Il motore a due tempi e la meccanica essenziale
Il cuore della Wartburg 1000 è un tre cilindri a due tempi da 992 cm³, capace di 45 CV, alimentato con la tradizionale miscela di olio e benzina tipica delle utilitarie del blocco orientale.
- Solo sette componenti mobili nel gruppo propulsore: tre pistoni, tre bielle e un unico albero motore
- Cambio manuale a quattro rapporti
- Velocità massima dichiarata di 125 km/h, in crescita rispetto ai 115 km/h della precedente 311 da 900 cm³
Questa impostazione, semplice fin nella concezione, rendeva la vettura relativamente facile da mantenere anche lontano da officine specializzate, un vantaggio non secondario nell'economia della Germania Est.
Potenza
45 CV
Carrozzerie e varianti disponibili
La gamma costruita attorno alla sigla 1000 non si limitava alla berlina quattro porte: la stessa base meccanica dava origine a più declinazioni pensate per usi diversi.
- Berlina quattro porte, la configurazione più diffusa
- Station wagon (Kombi), apprezzata per la maggiore capacità di carico
- Coupé e cabriolet, versioni più orientate all'immagine e al tempo libero
- Pick-up e Camping-Limousine, pensate per impieghi commerciali o di svago
Questa varietà di carrozzerie testimonia l'ambizione della Wartburg 1000 di coprire un ventaglio di utilizzi più ampio rispetto alla semplice Trabant, posizionandosi come proposta di fascia intermedia nel mercato est-tedesco.
Velocità massima
125 km/h
Dimensioni e posizionamento di mercato
Con una lunghezza attorno ai 4.300 mm, una larghezza di circa 1.570 mm e un passo di 2.450 mm, la Wartburg 1000 offriva un abitacolo più generoso rispetto alle utilitarie minori del blocco orientale, a fronte di un peso a vuoto compreso tra circa 920 e 1.050 kg a seconda della carrozzeria.
Fu proprio questa combinazione di spazio, motorizzazione più energica e finiture curate a farne, nella percezione dell'epoca, un'alternativa più ambiziosa alla Trabant.
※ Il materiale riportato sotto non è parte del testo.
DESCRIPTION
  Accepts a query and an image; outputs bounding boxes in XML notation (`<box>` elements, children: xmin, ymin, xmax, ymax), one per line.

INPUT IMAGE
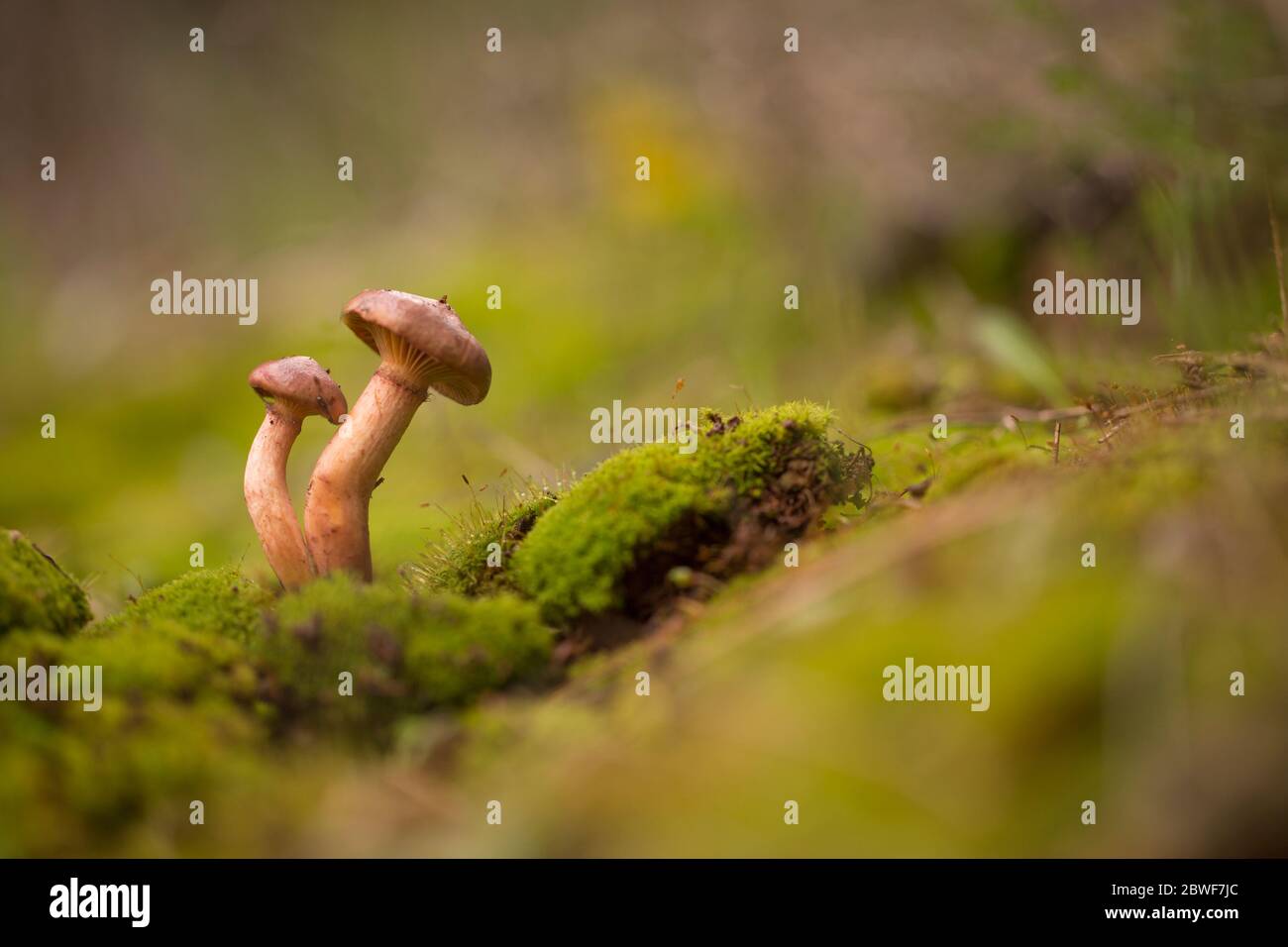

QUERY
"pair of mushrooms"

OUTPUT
<box><xmin>244</xmin><ymin>290</ymin><xmax>492</xmax><ymax>588</ymax></box>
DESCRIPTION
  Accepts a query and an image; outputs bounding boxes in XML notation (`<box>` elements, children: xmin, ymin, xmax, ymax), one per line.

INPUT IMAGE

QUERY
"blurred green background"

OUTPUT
<box><xmin>0</xmin><ymin>0</ymin><xmax>1288</xmax><ymax>612</ymax></box>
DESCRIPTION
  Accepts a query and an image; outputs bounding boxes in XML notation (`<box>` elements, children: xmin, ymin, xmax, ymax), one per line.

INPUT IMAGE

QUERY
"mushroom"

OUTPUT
<box><xmin>242</xmin><ymin>356</ymin><xmax>347</xmax><ymax>588</ymax></box>
<box><xmin>304</xmin><ymin>290</ymin><xmax>492</xmax><ymax>581</ymax></box>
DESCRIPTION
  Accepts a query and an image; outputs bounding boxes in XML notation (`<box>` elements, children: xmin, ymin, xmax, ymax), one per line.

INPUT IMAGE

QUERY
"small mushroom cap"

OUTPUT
<box><xmin>340</xmin><ymin>290</ymin><xmax>492</xmax><ymax>404</ymax></box>
<box><xmin>246</xmin><ymin>356</ymin><xmax>349</xmax><ymax>424</ymax></box>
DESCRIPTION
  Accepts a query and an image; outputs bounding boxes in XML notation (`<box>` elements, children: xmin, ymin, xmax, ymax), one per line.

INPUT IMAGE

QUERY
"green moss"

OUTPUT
<box><xmin>93</xmin><ymin>566</ymin><xmax>273</xmax><ymax>642</ymax></box>
<box><xmin>0</xmin><ymin>622</ymin><xmax>268</xmax><ymax>856</ymax></box>
<box><xmin>514</xmin><ymin>402</ymin><xmax>872</xmax><ymax>622</ymax></box>
<box><xmin>0</xmin><ymin>530</ymin><xmax>90</xmax><ymax>635</ymax></box>
<box><xmin>254</xmin><ymin>576</ymin><xmax>553</xmax><ymax>740</ymax></box>
<box><xmin>409</xmin><ymin>488</ymin><xmax>558</xmax><ymax>598</ymax></box>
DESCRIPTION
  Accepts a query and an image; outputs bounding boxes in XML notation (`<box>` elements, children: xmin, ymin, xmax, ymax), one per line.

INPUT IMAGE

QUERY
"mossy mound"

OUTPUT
<box><xmin>91</xmin><ymin>566</ymin><xmax>273</xmax><ymax>643</ymax></box>
<box><xmin>0</xmin><ymin>622</ymin><xmax>268</xmax><ymax>856</ymax></box>
<box><xmin>514</xmin><ymin>402</ymin><xmax>872</xmax><ymax>624</ymax></box>
<box><xmin>0</xmin><ymin>530</ymin><xmax>90</xmax><ymax>635</ymax></box>
<box><xmin>253</xmin><ymin>576</ymin><xmax>553</xmax><ymax>741</ymax></box>
<box><xmin>409</xmin><ymin>488</ymin><xmax>559</xmax><ymax>598</ymax></box>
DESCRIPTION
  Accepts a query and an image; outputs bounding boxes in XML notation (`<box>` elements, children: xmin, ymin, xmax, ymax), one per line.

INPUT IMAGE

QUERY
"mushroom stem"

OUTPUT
<box><xmin>242</xmin><ymin>404</ymin><xmax>313</xmax><ymax>588</ymax></box>
<box><xmin>304</xmin><ymin>364</ymin><xmax>426</xmax><ymax>581</ymax></box>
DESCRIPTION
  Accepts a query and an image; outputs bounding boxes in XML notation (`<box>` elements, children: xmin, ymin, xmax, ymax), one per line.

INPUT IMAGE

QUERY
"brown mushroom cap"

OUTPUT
<box><xmin>246</xmin><ymin>356</ymin><xmax>349</xmax><ymax>424</ymax></box>
<box><xmin>342</xmin><ymin>290</ymin><xmax>492</xmax><ymax>404</ymax></box>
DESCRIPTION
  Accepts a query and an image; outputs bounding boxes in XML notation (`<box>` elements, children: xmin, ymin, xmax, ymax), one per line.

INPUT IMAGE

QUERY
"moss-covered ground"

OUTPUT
<box><xmin>0</xmin><ymin>362</ymin><xmax>1288</xmax><ymax>856</ymax></box>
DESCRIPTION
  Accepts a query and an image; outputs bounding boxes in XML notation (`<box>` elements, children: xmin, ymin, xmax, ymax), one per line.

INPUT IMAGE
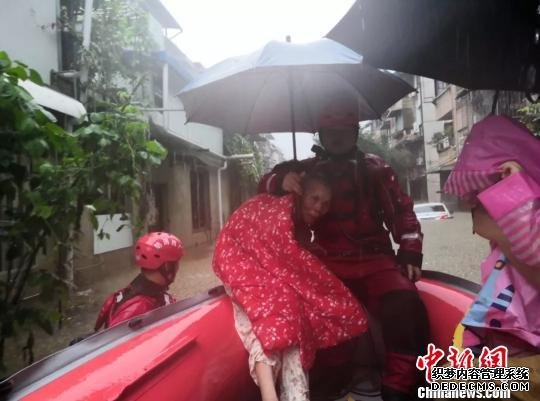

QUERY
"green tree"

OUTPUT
<box><xmin>517</xmin><ymin>102</ymin><xmax>540</xmax><ymax>136</ymax></box>
<box><xmin>0</xmin><ymin>48</ymin><xmax>166</xmax><ymax>370</ymax></box>
<box><xmin>61</xmin><ymin>0</ymin><xmax>155</xmax><ymax>110</ymax></box>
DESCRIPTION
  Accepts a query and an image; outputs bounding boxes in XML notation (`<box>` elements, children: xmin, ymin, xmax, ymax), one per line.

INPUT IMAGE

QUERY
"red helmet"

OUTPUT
<box><xmin>135</xmin><ymin>232</ymin><xmax>184</xmax><ymax>270</ymax></box>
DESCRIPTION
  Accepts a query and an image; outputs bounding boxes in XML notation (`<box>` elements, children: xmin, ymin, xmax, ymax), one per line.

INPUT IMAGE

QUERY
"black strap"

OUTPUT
<box><xmin>114</xmin><ymin>274</ymin><xmax>165</xmax><ymax>308</ymax></box>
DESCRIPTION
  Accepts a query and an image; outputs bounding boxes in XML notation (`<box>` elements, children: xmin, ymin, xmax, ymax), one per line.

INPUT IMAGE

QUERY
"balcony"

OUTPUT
<box><xmin>433</xmin><ymin>85</ymin><xmax>455</xmax><ymax>121</ymax></box>
<box><xmin>388</xmin><ymin>97</ymin><xmax>415</xmax><ymax>117</ymax></box>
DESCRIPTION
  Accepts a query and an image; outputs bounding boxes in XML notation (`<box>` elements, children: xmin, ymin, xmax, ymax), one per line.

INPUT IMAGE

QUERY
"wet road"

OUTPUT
<box><xmin>6</xmin><ymin>213</ymin><xmax>489</xmax><ymax>372</ymax></box>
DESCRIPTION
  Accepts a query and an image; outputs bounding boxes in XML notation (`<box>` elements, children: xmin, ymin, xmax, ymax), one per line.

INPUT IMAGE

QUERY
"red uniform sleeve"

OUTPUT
<box><xmin>377</xmin><ymin>159</ymin><xmax>424</xmax><ymax>267</ymax></box>
<box><xmin>109</xmin><ymin>295</ymin><xmax>159</xmax><ymax>327</ymax></box>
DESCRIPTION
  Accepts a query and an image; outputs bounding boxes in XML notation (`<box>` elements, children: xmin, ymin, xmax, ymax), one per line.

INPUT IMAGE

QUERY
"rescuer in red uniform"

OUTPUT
<box><xmin>95</xmin><ymin>232</ymin><xmax>184</xmax><ymax>331</ymax></box>
<box><xmin>259</xmin><ymin>100</ymin><xmax>428</xmax><ymax>401</ymax></box>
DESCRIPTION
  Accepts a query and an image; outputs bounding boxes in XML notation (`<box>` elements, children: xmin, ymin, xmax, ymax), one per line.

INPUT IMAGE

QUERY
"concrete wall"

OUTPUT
<box><xmin>0</xmin><ymin>0</ymin><xmax>59</xmax><ymax>83</ymax></box>
<box><xmin>74</xmin><ymin>209</ymin><xmax>132</xmax><ymax>290</ymax></box>
<box><xmin>152</xmin><ymin>156</ymin><xmax>223</xmax><ymax>247</ymax></box>
<box><xmin>417</xmin><ymin>77</ymin><xmax>444</xmax><ymax>202</ymax></box>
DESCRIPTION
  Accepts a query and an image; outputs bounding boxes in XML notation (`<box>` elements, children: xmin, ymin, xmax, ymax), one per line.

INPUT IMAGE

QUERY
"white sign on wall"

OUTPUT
<box><xmin>94</xmin><ymin>214</ymin><xmax>133</xmax><ymax>255</ymax></box>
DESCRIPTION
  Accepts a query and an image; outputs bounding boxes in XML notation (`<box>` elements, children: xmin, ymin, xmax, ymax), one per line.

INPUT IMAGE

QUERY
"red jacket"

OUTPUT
<box><xmin>259</xmin><ymin>148</ymin><xmax>423</xmax><ymax>278</ymax></box>
<box><xmin>212</xmin><ymin>194</ymin><xmax>367</xmax><ymax>369</ymax></box>
<box><xmin>94</xmin><ymin>274</ymin><xmax>175</xmax><ymax>331</ymax></box>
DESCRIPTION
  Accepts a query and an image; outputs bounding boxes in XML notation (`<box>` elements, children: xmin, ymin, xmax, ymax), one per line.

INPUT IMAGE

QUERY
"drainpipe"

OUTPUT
<box><xmin>80</xmin><ymin>0</ymin><xmax>94</xmax><ymax>104</ymax></box>
<box><xmin>161</xmin><ymin>62</ymin><xmax>170</xmax><ymax>131</ymax></box>
<box><xmin>218</xmin><ymin>153</ymin><xmax>253</xmax><ymax>230</ymax></box>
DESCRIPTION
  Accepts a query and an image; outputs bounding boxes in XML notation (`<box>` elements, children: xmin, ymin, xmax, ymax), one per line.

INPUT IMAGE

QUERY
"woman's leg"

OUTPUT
<box><xmin>280</xmin><ymin>347</ymin><xmax>309</xmax><ymax>401</ymax></box>
<box><xmin>255</xmin><ymin>362</ymin><xmax>279</xmax><ymax>401</ymax></box>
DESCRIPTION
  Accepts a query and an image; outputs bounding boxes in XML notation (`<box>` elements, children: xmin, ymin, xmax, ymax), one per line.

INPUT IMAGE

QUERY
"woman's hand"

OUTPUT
<box><xmin>499</xmin><ymin>160</ymin><xmax>523</xmax><ymax>178</ymax></box>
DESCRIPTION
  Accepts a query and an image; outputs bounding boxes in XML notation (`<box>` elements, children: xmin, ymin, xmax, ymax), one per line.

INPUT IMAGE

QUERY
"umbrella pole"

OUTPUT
<box><xmin>287</xmin><ymin>67</ymin><xmax>298</xmax><ymax>160</ymax></box>
<box><xmin>293</xmin><ymin>131</ymin><xmax>298</xmax><ymax>160</ymax></box>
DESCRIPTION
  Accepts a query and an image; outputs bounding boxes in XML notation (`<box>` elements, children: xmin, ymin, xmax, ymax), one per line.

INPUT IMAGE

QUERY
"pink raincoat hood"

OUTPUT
<box><xmin>444</xmin><ymin>116</ymin><xmax>540</xmax><ymax>197</ymax></box>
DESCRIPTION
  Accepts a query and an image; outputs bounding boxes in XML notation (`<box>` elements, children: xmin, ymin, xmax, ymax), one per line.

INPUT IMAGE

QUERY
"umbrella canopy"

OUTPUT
<box><xmin>179</xmin><ymin>39</ymin><xmax>414</xmax><ymax>134</ymax></box>
<box><xmin>327</xmin><ymin>0</ymin><xmax>540</xmax><ymax>92</ymax></box>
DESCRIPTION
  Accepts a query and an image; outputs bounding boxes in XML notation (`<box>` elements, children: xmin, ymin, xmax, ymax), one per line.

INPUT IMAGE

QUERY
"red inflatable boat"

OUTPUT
<box><xmin>0</xmin><ymin>271</ymin><xmax>478</xmax><ymax>401</ymax></box>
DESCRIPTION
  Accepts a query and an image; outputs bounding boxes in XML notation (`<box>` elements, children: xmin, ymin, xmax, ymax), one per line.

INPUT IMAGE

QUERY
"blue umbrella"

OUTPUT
<box><xmin>179</xmin><ymin>39</ymin><xmax>414</xmax><ymax>158</ymax></box>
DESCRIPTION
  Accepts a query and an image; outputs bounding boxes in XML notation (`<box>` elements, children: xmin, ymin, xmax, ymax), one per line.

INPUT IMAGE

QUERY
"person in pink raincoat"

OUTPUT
<box><xmin>445</xmin><ymin>116</ymin><xmax>540</xmax><ymax>398</ymax></box>
<box><xmin>213</xmin><ymin>175</ymin><xmax>367</xmax><ymax>401</ymax></box>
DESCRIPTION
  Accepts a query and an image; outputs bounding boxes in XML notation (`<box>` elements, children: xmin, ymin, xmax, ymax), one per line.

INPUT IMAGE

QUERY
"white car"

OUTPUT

Il modello trovò inoltre sbocco in alcuni mercati export, tra cui la Germania Ovest e, dal 1964, il Regno Unito.
Anni di produzione
1962-1967 (nome ripreso brevemente anche nel 1966 sui primi 353)
Dalla 311/1000 alla 353: l'evoluzione della sigla
Tra il 1965 e il 1967 la gamma attraversò una fase di transizione con il modello 312, che abbinava ancora la carrozzeria della 311 a soluzioni meccaniche già pensate per la generazione successiva.
Il passaggio definitivo avvenne il 1° giugno 1966, quando le vetture con la carrozzeria completamente rinnovata - inizialmente vendute anch'esse come 1000 - assunsero ufficialmente il nuovo nome di Wartburg 353, che sarebbe rimasto in produzione per oltre vent'anni.